On his way, he passed by the tobacco store of Matoussian. He stopped under its sign, as he did every day at this hour, and raised his small eyes to the colored poster of a woman reclining on a divan with a cigarette between her crimson lips, from which rose a curling plume of smoke. She was leaning her arm on the windowsill. The curtain was drawn back to reveal a scene combining a grove of date palms and a branch of the Nile. He privately called the woman Aisha after his sister, since they both had golden hair and blue eyes. Although he was just going on ten, his admiration for the mistress of the poster was limitless. How often he thought of her enjoying life in its most splendid manifestations.
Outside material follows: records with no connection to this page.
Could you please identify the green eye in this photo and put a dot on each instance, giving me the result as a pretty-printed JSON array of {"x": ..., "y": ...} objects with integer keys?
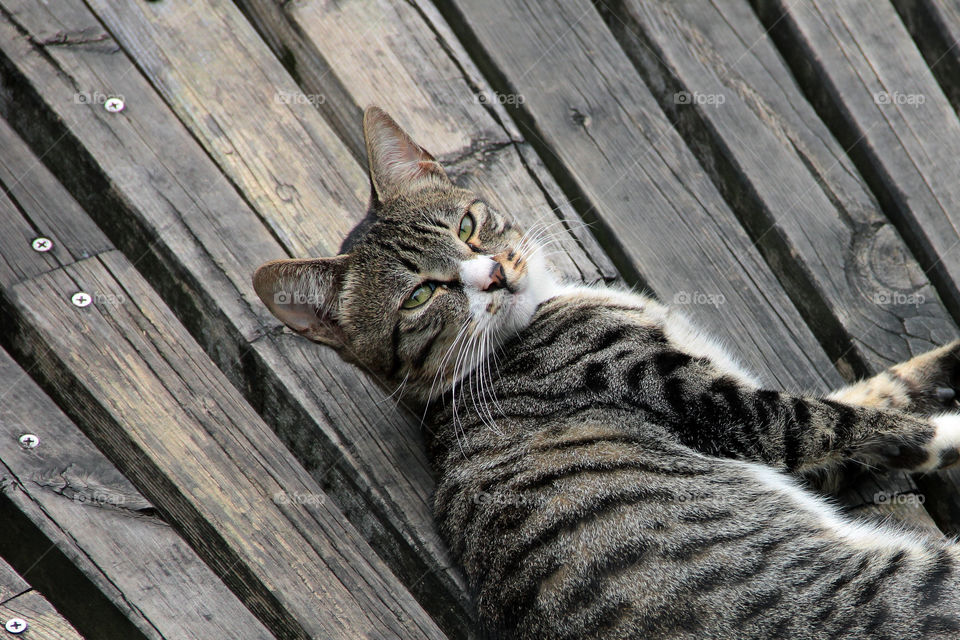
[
  {"x": 467, "y": 223},
  {"x": 420, "y": 296}
]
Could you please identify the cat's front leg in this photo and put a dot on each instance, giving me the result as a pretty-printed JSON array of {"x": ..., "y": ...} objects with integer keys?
[{"x": 925, "y": 385}]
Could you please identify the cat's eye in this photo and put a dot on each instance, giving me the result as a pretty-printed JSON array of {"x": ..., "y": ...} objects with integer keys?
[
  {"x": 467, "y": 224},
  {"x": 419, "y": 296}
]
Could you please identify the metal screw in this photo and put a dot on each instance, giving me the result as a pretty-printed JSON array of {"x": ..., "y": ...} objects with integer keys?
[
  {"x": 29, "y": 441},
  {"x": 16, "y": 625},
  {"x": 81, "y": 299},
  {"x": 114, "y": 105}
]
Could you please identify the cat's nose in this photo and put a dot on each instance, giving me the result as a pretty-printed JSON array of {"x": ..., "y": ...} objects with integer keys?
[
  {"x": 498, "y": 278},
  {"x": 484, "y": 273}
]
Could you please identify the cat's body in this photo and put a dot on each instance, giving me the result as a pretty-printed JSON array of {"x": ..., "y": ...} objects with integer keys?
[
  {"x": 604, "y": 470},
  {"x": 582, "y": 515}
]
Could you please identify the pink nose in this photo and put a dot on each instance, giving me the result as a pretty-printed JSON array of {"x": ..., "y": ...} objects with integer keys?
[{"x": 498, "y": 278}]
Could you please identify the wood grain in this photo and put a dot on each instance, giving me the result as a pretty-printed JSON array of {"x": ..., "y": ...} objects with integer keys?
[
  {"x": 113, "y": 555},
  {"x": 19, "y": 600},
  {"x": 158, "y": 196},
  {"x": 859, "y": 67},
  {"x": 609, "y": 145},
  {"x": 788, "y": 180},
  {"x": 154, "y": 402},
  {"x": 405, "y": 59},
  {"x": 144, "y": 392}
]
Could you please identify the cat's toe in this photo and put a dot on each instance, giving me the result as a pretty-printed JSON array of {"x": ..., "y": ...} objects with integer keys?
[
  {"x": 932, "y": 379},
  {"x": 943, "y": 449}
]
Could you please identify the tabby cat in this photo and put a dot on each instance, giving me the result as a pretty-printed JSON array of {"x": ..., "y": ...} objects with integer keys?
[{"x": 604, "y": 469}]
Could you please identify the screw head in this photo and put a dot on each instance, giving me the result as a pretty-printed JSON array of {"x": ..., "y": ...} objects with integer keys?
[
  {"x": 16, "y": 625},
  {"x": 81, "y": 299},
  {"x": 41, "y": 244},
  {"x": 114, "y": 105},
  {"x": 29, "y": 441}
]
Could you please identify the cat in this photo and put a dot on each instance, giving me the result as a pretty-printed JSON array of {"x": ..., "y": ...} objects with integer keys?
[{"x": 605, "y": 470}]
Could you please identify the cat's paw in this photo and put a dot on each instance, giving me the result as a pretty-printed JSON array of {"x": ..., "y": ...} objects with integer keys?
[
  {"x": 943, "y": 450},
  {"x": 932, "y": 379},
  {"x": 924, "y": 385}
]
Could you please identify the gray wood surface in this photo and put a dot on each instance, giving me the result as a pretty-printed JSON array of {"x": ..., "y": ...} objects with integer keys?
[
  {"x": 19, "y": 600},
  {"x": 860, "y": 69},
  {"x": 424, "y": 78},
  {"x": 935, "y": 27},
  {"x": 103, "y": 555},
  {"x": 146, "y": 394},
  {"x": 135, "y": 381},
  {"x": 68, "y": 491},
  {"x": 604, "y": 137},
  {"x": 790, "y": 183},
  {"x": 159, "y": 197}
]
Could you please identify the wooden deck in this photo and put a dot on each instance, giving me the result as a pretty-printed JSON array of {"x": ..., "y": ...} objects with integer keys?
[{"x": 175, "y": 464}]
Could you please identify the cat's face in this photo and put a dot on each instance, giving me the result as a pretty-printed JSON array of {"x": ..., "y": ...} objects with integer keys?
[{"x": 432, "y": 282}]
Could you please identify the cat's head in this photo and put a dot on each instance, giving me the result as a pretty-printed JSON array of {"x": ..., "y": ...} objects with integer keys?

How often he imagined himself sharing her carefree days in that luxurious room with its pristine view that offered her, in fact both of them, its earth, palms, water, and sky. He would swim in the green river valley or cross the water in the skiff that appeared ghostlike far off in the picture. He would shake the palm trees till the dates fell around him or sit near the beautiful woman with his eyes gazing at her dreamy ones.